Les impôts locaux sont versés par les particuliers et par les entreprises aux collectivités territoriales. Il s'agit principalement, pour les particuliers, de la taxe d'habitation et de la taxe foncière. Qui doit payer la taxe foncière et la taxe d'habitation ? Quels sont les autres impôts locaux ? Comment calculer les impôts locaux et à quoi servent-ils ?

Impôts locaux : définition

 

Les impôts directs locaux regroupent deux types d'impôts :

 

  • les taxes acquittées par les particuliers : la taxe d'habitation, la taxe foncière sur les propriétés bâties et la taxe foncière sur les propriétés non bâties ;

  • les impôts dus par les entreprises : principalement, la contribution économique territoriale (CET), qui est composée de deux cotisations, la cotisation foncière des entreprises (CFE) et la cotisation sur la valeur ajoutée des entreprises (CVAE). La CET remplace l’ancienne taxe professionnelle.

 

A ces impôts locaux principaux s’ajoutent différentes taxes annexes ou additionnelles telles que la taxe d'enlèvement des ordures ménagères (TEOM) et la taxe sur les logements vacants (TLV).
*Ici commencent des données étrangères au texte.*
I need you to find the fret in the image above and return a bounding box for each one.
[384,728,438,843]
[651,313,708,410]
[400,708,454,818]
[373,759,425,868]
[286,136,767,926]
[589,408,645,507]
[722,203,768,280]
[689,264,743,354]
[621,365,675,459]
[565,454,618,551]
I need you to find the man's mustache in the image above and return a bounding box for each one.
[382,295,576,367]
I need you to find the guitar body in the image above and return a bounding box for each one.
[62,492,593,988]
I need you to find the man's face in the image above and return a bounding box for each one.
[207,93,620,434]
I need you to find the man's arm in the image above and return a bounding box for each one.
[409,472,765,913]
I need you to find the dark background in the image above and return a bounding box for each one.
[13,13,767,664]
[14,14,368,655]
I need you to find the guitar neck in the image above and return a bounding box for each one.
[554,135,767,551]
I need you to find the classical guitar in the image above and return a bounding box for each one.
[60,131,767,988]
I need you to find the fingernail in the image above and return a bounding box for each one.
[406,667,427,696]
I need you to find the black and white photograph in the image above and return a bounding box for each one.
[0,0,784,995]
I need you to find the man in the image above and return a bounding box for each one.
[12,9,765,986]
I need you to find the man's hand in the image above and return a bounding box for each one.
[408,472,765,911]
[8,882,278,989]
Les impôts locaux sont perçus au profit des collectivités territoriales (régions, départements, communes et leurs groupements) et de certains établissements publics (établissements publics fonciers, par exemple).

La taxe d’habitation, les deux taxes foncières et la CET sont des impôts directs,     c'est-à-dire qu’ils sont payés et supportés par la même personne (à la différence des impôts indirects, dont le montant est répercuté sur le prix de vente d'un produit ou d'une prestation au consommateur). La fiscalité indirecte locale comprend notamment les droits de mutation, la taxe sur les cartes grises et la taxe intérieure de consommation sur les produits énergétiques (TICPE).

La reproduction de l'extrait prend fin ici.